Most efficient data transfer between RT and FPGA

Intaris · ‎02-05-2014

This post is related to THIS post about DMA overhead.

I am currently investigating themost efficient way to transfer a set of variables to a FPGA target for out application. We have been using DMA FIFOs for communications in both directions (to and from FPGA) but I'm recently questioning whether this is the most efficient approach.

Our application must communicate several parameters (around 120 different variables in total) to the FPGA. Approximately 16 of these are critical meaning that they must be sent every iteration of our RT control loop. The others are also important but can be sent at a slightly slower rate without jeopardising the integrity of our system. Until now we have sent these 16 critical parameters plus ONE non-critical parameter over a DMA to the FPGA card. Each 32-bit value sent incorporates an ID which allows the FPGA to demultiplex to the appropriate global variables on the FPGA. Thus over time (we run a 20kHz control loop on the RT system - we have a complete set of paramaters sent @ approx. 200Hz). The DMA transfers are currently a relatively large factor in limiting the execution speed of our RT loop. Of the 50us available per time-slot running at 20kHz approximately 12-20us of these are the DMA transfers to and from the FPGA target. Our FPGA loop is running at 8MHz.
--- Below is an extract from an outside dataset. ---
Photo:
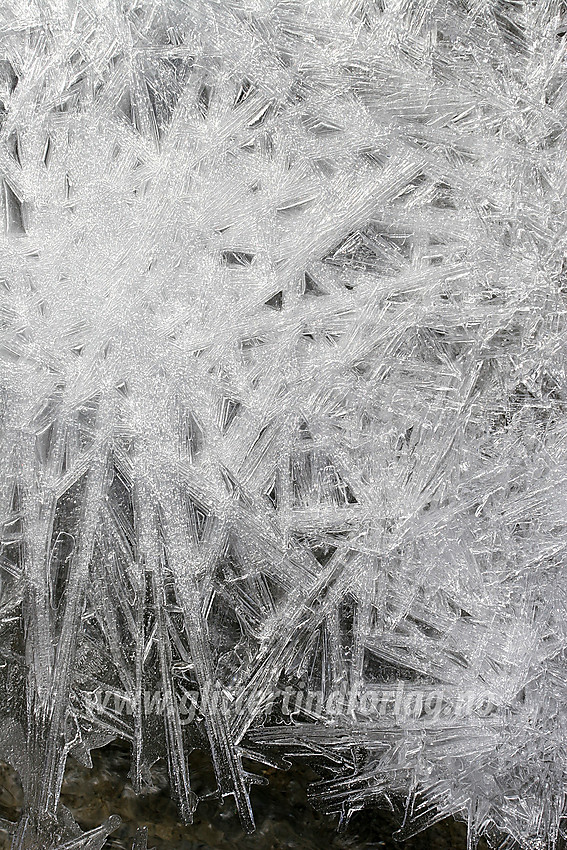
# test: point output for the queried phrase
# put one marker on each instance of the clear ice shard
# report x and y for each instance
(283, 403)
According to NI the most efficient way to transfer data to a FPGA target is via DMA. While this may in general be true, I have found that for SMALL amounts of data, DMA is not terribly efficient in terms of speed. Below is a screenshot of a benchmark program I have been using to test the efficiency of different types of transfer to the FPGA. In the test I create a 32MB data set (Except for the FXP values which are only present for comparison - they have no pertinence to this issue at the moment) which is sent to the FPGA over DMA in differing sized blocks (with the number of DMA writes times the array size being constant). We thus move from a single really large DMA transfer to a multitude of extremely small transfers and monitor the time taken for each mode and data type. The FPGA sends a response to the DMA transfers so that we can be sure that when reading the response DMA that ALL of the data has actually arrived on the FPGA target and is not simply buffered by the system.

We see that the minimum round-time for the DMA Write and subsequent DMA read for confirmation is approximately 30us. When sending less than 800 Bytes, this time is essentially constant per packet. Only when we start sending more than 800 Bytes at a time do we see an increase in the time taken per packet. A packet of 1 Byte and a packet of 800 Bytes take approxiamtely the SAME time to transfer. Our application is sending 64 Bytes of critical information to the FPGA target each time meaning that we are clearly in the "less efficient" region of DMA transfers.

If we compare the times taken when communication over FP controls we see that irrespective of how many controls we write at a time, the overall throughput is constant with a timing of 2.7us for 80 Bytes. For a small dedicated set of parameters, the usage of front panel controls seems to be significantly faster than sending per DMA. Once we need to send more than 800 Bytes, the DMA starts to become rapidly more efficient.

Intaris · ‎02-05-2014

So to continue:

For small data sets the usage of FP controls may be faster than DMAs. OK. But we're always told that each and every FP control takes up resources, so how much more expensive is the varsion with FP controls over the DMA.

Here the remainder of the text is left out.